Introduction > Spark SQL Shell > Spark项目 - ETL

Spark项目 - ETL

使用spark-shell能够执行scala代码，在里面创建表结构：

但为了代码开发高效，我们使用Zeppelin：

在里面创建一个Spark类型的notebook：

在里面执行以下代码：

val gameDF = spark.read.format("csv").option("inferSchema","true").option("header","true").load("/user/spark/warehouse/nhl-data/game.csv")
gameDF.printSchema

看到spark已经成功将数据加载到Data Frame并推断出来表的数据结构。

同理将剩下的表加载到DF：

val game_goalie_statsDF = spark.read.format("csv").option("inferSchema","true").option("header","true").load("/user/spark/warehouse/nhl-data/game_goalie_stats.csv")

val game_playsDF = spark.read.format("csv").option("inferSchema","true").option("header","true").load("/user/spark/warehouse/nhl-data/game_plays.csv")

val game_plays_playersDF = spark.read.format("csv").option("inferSchema","true").option("header","true").load("/user/spark/warehouse/nhl-data/game_plays_players.csv")

val game_shiftsDF = spark.read.format("csv").option("inferSchema","true").option("header","true").load("/user/spark/warehouse/nhl-data/game_shifts.csv")

val game_skater_statsDF = spark.read.format("csv").option("inferSchema","true").option("header","true").load("/user/spark/warehouse/nhl-data/game_skater_stats.csv")

val game_teams_statsDF = spark.read.format("csv").option("inferSchema","true").option("header","true").load("/user/spark/warehouse/nhl-data/game_teams_stats.csv")

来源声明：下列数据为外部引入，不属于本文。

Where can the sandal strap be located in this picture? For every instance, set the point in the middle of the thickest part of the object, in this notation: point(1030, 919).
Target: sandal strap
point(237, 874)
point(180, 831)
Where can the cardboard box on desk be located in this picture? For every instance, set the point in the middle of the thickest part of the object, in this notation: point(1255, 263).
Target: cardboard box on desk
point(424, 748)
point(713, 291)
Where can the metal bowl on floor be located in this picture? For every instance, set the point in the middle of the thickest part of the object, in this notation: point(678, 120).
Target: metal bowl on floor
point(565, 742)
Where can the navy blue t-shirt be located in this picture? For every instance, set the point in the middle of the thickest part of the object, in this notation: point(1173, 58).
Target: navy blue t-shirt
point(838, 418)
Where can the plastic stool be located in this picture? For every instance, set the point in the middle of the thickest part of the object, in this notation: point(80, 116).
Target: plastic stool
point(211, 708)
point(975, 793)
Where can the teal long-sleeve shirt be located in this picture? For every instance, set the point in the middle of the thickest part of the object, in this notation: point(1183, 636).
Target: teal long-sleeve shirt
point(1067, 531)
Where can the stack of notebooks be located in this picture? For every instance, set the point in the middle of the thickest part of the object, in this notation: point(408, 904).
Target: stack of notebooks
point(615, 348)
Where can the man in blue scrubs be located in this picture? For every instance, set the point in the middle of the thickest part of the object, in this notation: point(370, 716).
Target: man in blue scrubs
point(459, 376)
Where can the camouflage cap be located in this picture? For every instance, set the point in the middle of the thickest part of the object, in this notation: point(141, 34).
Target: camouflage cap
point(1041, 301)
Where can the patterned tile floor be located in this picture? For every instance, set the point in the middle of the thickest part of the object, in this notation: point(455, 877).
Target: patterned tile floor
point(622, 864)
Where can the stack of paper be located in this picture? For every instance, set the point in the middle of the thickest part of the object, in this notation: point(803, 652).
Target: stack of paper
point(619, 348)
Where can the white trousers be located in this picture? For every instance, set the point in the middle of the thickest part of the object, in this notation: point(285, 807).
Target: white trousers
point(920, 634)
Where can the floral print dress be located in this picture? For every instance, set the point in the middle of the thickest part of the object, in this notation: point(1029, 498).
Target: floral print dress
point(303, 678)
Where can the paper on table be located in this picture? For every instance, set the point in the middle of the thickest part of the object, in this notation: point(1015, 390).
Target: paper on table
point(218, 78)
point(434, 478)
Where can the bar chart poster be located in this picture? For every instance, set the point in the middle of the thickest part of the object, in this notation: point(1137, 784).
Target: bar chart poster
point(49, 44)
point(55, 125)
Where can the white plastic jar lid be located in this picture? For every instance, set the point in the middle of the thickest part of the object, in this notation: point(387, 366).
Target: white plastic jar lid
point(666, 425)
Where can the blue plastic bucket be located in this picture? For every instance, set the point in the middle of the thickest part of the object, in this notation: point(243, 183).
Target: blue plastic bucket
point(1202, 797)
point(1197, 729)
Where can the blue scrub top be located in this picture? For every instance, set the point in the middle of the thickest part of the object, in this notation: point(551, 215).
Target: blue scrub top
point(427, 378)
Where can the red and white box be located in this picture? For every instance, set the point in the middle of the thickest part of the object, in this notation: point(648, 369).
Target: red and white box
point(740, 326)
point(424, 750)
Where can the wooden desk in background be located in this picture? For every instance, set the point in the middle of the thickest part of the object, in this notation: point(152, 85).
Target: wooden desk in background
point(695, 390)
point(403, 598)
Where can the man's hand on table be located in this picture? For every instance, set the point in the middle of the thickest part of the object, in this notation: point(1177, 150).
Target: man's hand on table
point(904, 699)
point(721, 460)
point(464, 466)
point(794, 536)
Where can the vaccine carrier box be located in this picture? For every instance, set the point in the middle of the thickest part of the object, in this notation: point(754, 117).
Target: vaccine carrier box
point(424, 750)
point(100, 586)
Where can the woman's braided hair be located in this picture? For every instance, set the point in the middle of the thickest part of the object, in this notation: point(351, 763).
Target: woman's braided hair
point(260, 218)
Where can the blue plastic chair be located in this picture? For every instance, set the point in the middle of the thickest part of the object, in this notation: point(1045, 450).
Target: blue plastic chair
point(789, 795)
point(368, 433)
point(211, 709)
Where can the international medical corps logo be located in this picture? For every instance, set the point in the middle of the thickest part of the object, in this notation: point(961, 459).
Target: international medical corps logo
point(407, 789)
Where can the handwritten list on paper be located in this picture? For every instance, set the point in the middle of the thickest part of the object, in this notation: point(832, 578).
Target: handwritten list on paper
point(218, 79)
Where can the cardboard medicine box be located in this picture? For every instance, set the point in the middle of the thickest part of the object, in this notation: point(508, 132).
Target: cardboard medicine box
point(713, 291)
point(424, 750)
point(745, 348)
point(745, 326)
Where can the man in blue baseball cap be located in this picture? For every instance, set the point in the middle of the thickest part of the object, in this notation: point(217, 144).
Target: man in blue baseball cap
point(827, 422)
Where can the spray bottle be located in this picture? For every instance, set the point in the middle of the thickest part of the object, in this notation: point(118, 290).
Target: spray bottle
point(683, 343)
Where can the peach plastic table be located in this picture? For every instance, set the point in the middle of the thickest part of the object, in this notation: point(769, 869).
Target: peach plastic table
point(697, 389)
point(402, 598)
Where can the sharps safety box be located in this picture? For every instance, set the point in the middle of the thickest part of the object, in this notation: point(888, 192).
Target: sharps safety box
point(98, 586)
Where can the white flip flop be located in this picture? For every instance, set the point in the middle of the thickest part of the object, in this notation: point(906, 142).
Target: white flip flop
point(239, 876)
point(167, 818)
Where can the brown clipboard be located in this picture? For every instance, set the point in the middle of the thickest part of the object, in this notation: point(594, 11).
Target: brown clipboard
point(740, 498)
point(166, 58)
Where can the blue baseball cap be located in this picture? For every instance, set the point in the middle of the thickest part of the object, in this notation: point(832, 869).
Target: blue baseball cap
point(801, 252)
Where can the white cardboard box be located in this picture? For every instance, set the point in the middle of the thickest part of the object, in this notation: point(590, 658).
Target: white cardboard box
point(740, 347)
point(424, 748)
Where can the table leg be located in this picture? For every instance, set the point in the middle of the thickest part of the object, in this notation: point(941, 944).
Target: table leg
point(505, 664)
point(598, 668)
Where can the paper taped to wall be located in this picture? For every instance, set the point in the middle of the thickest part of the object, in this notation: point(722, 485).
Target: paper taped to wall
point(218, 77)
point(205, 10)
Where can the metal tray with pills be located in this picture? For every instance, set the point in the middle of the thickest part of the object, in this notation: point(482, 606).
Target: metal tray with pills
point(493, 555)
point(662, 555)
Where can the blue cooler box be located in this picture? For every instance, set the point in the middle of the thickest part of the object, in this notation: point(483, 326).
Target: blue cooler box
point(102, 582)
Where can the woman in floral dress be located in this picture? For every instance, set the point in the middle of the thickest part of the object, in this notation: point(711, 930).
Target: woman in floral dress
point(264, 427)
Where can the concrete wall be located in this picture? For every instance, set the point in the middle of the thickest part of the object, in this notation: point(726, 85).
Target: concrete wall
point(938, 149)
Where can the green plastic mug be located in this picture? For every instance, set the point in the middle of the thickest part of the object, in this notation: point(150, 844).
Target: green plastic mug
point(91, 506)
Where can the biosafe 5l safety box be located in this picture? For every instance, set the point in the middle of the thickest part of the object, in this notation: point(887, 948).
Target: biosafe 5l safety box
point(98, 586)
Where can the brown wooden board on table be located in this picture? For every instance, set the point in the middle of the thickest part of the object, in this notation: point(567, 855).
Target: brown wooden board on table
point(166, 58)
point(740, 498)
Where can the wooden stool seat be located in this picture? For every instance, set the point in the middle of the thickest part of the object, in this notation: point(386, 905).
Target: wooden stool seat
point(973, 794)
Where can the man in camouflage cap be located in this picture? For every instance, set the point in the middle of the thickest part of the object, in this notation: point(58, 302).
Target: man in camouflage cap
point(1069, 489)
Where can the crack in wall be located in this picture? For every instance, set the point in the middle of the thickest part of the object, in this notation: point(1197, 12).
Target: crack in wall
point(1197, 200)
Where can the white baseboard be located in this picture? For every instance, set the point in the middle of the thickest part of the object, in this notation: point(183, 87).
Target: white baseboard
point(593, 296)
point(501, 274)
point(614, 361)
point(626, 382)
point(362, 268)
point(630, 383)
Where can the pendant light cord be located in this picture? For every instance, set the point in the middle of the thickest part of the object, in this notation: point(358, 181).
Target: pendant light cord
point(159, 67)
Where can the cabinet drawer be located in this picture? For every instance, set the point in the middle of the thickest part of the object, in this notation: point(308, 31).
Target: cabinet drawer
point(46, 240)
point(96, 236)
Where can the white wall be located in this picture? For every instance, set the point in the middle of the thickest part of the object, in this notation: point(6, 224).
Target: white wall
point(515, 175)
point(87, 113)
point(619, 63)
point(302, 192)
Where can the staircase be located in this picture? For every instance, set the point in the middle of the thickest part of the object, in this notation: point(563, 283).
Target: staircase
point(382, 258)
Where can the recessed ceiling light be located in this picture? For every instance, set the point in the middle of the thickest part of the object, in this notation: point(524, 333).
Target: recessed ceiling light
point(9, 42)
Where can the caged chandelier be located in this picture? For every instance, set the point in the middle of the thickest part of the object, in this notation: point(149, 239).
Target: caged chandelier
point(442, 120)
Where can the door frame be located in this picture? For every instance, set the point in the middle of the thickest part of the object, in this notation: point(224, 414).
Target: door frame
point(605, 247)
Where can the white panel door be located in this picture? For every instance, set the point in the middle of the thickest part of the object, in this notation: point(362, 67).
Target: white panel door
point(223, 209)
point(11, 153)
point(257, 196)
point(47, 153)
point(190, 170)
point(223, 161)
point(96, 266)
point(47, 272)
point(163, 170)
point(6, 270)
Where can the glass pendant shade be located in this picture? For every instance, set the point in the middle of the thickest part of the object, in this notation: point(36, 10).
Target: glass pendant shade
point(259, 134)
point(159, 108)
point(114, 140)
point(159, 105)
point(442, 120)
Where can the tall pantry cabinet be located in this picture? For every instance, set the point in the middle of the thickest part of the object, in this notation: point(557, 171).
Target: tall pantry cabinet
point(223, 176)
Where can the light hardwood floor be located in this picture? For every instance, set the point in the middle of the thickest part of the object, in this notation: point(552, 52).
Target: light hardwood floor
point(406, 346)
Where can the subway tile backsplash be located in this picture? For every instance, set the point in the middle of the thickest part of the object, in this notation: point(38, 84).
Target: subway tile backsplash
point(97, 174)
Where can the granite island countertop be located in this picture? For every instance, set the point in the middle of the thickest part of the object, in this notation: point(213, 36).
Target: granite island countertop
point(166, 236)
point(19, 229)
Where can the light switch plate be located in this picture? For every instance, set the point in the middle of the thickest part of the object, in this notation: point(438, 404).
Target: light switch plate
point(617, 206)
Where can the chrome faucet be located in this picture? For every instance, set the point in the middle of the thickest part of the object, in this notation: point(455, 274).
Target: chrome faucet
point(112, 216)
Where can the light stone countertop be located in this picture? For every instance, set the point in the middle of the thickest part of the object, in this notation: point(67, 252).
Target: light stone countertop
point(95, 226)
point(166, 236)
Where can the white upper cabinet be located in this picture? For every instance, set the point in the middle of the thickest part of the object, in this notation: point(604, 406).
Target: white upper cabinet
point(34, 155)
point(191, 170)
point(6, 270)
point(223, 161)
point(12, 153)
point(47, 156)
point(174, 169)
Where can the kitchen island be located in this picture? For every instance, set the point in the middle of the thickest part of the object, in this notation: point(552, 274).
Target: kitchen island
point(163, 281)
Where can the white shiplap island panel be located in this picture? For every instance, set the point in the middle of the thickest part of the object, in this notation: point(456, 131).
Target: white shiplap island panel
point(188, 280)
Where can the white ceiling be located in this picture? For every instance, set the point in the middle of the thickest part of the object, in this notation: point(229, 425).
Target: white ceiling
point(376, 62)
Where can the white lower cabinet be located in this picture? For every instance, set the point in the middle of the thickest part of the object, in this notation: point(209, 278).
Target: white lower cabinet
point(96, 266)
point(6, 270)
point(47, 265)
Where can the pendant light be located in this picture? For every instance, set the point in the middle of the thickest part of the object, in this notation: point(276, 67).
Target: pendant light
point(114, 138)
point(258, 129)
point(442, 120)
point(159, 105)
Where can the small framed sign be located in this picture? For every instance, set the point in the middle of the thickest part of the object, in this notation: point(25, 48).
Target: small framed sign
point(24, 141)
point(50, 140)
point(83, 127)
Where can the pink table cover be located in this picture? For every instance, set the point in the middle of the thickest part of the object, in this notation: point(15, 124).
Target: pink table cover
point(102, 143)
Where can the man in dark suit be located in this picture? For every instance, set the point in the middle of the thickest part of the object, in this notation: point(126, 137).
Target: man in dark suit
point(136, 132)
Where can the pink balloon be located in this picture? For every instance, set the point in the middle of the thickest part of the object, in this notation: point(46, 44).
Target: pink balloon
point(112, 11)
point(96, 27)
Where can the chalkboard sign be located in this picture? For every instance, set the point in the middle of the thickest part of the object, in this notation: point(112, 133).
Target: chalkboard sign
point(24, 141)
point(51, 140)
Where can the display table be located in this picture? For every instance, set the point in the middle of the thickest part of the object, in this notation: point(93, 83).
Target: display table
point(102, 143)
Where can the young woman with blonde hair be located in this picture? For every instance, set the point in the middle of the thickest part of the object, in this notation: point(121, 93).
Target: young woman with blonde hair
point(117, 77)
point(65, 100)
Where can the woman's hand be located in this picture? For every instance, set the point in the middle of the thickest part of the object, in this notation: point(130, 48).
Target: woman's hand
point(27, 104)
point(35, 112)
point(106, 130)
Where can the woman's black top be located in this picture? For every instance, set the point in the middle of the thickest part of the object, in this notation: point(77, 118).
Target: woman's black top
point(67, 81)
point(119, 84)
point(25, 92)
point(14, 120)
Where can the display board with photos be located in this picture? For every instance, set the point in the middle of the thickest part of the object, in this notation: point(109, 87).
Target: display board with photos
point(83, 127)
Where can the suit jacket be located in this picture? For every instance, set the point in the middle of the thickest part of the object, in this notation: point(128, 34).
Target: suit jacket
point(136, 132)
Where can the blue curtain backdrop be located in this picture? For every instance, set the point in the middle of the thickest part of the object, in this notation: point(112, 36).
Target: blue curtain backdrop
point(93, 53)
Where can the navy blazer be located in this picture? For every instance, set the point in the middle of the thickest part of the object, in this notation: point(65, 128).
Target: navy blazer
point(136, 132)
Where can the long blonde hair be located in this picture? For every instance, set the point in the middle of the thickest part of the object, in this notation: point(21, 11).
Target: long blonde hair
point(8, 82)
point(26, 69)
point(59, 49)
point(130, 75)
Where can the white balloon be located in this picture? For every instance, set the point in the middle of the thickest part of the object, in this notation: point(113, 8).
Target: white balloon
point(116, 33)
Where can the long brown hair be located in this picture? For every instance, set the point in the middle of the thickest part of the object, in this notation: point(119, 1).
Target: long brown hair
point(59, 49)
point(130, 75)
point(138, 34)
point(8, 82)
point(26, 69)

val player_infoDF = spark.read.format("csv").option("inferSchema","true").option("header","true").load("/user/spark/warehouse/nhl-data/player_info.csv")

val team_infoDF = spark.read.format("csv").option("inferSchema","true").option("header","true").load("/user/spark/warehouse/nhl-data/team_info.csv")

可以从中抽查一些schema和数据：

使用cache将Dataset持久化到内存中，以便重用，并提高后续操作的性能：

gameDF.cache
game_goalie_statsDF.cache
game_playsDF.cache
game_plays_playersDF.cache
game_shiftsDF.cache
game_skater_statsDF.cache
game_teams_statsDF.cache
player_infoDF.cache
team_infoDF.cache

创建临时view：

gameDF.createOrReplaceTempView("tempgame")
game_goalie_statsDF.createOrReplaceTempView("tempgame_goalie_stats")
game_playsDF.createOrReplaceTempView("tempgame_plays")
game_plays_playersDF.createOrReplaceTempView("tempgame_plays_players")
game_shiftsDF.createOrReplaceTempView("tempgame_shifts")
game_skater_statsDF.createOrReplaceTempView("tempgame_skater_stats")
game_teams_statsDF.createOrReplaceTempView("tempgame_teams_stats")
player_infoDF.createOrReplaceTempView("tempplayer_info")
team_infoDF.createOrReplaceTempView("tempteam_info")

查看当前的temporary view：

根据temporary view表，创建新的表（可以理解为是ETL过程）：

spark.sql("drop database nhl cascade")
spark.sql("create database nhl")
spark.sql("Create table nhl.game as select * from tempgame")
spark.sql("Create table nhl.game_goalie_stats as select * from tempgame_goalie_stats")
spark.sql("Create table nhl.game_plays as select * from tempgame_plays")
spark.sql("Create table nhl.game_plays_players as select * from tempgame_plays_players")
spark.sql("Create table nhl.game_shifts as select * from tempgame_shifts")
spark.sql("Create table nhl.game_skater_stats as select * from tempgame_skater_stats")
spark.sql("Create table nhl.game_teams_stats as select * from tempgame_teams_stats")
spark.sql("Create table nhl.player_info as select * from tempplayer_info")
spark.sql("Create table nhl.team_info as select * from tempteam_info")

整个ETL过程耗时1分24s：

执行完成后，查看HDFS目录，spark创建了新的目录：

nhl.db里面数据不再是csv格式，而是parquet：

在AWS生态体系中，可以将所有表的存储都放在S3上，实现数据湖